The Seafarers Yacht Club, located at 1950 M Street, Southeast, is the oldest African American boat club on the east coast. It was founded in 1945 by Lewis T. Green, Sr., a vocational arts teacher in the District of Columbia Public Schools, who built boats as a hobby. He contacted the Department of the Interior about renting this site but was ignored until Mary McLeod Bethune and First Lady Eleanor Roosevelt intervened. Members of Greens Boat Yard (later Seafarers) improved the marshy land and built docks and a clubhouse.The club also promoted boating safety and community service. The annual Anacostia River Cleanup Day evolved from efforts begun by the Seafarers in 1985.A key threat facing Seafarers Yacht club is increased sedimentation on the river bottom which has reduced water depths for members, limiting cruising access for their boats to periods of high tide
To promote the sport of boating, six men met on April 25, 1910 and founded The Washington Yacht Club. The club was then, as it is now, a “do it yourself” club – making it possible for persons of modest means to become members. The members bought the materials and built their first wharf. Between 1910 and 1925, the club had to move four times. With each move, the men dismantled and salvaged what they could and reconstructed the buildings and docks. A final move to the present site on M Street included the 7-foot block foundation on which the clubhouse now stands.Over the years as sailing and rowing were replaced by motorboats and water skiing took the place of swim meets, concrete has been hand-mixed and poured, oyster sheds converted into wood shops. The club used sweat equity in lieu of a large bank account to continue its boating traditions.
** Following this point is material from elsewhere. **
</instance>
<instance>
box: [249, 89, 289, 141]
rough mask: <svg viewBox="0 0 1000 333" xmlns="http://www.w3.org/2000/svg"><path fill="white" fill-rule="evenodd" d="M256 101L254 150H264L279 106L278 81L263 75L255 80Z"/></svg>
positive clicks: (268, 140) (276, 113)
In the years before 1950, the area now occupied by the District Yacht Club was a working boat yard known as the District Boat Company. After its closing, a group under the leadership of Ed Darnella, organized and formed the District Yacht Club. As a working yacht club, each member is expected to work a certain number of work hours per month to help maintain the facilities. This way, membership and slip fees are set lower than average due to the reduction in operating costs.This design has appealed to the working middle class who possess the passion for boating but often could not comfortably afford the high membership fees charged by other yacht clubs or marinas. DYC is active in the boating community, participating in and hosting events for the DC Clean Marina Program, the Anacostia Watershed Society Annual Anacostia Earth Day Cleanup, and the Coast Guard Auxiliary.
Eastern is one of the oldest boat clubs in the country devoted exclusively to the sport of motor boating. It was formed in the year the first outboard boat motor was patented. In 1910, the Eastern Power Boat Club incorporated itself with the express purpose “to promote the sport of motorboating” at a time when power boating for sport was in its infancy. The earliest club membership was drawn from the nearby community. Written records of the clubs’ members date from 1910, showing the names and addresses of the members who lived in the area surrounding Capitol Hill and greater Southeast. Other early records list members’ various occupations including Navy Yard and brewery workers, tradesmen, and members of the armed forces. Like the other historic clubs on Boathouse Row, the Eastern Power Boat Club has always been affordable for the working class of Washington interested in power boating.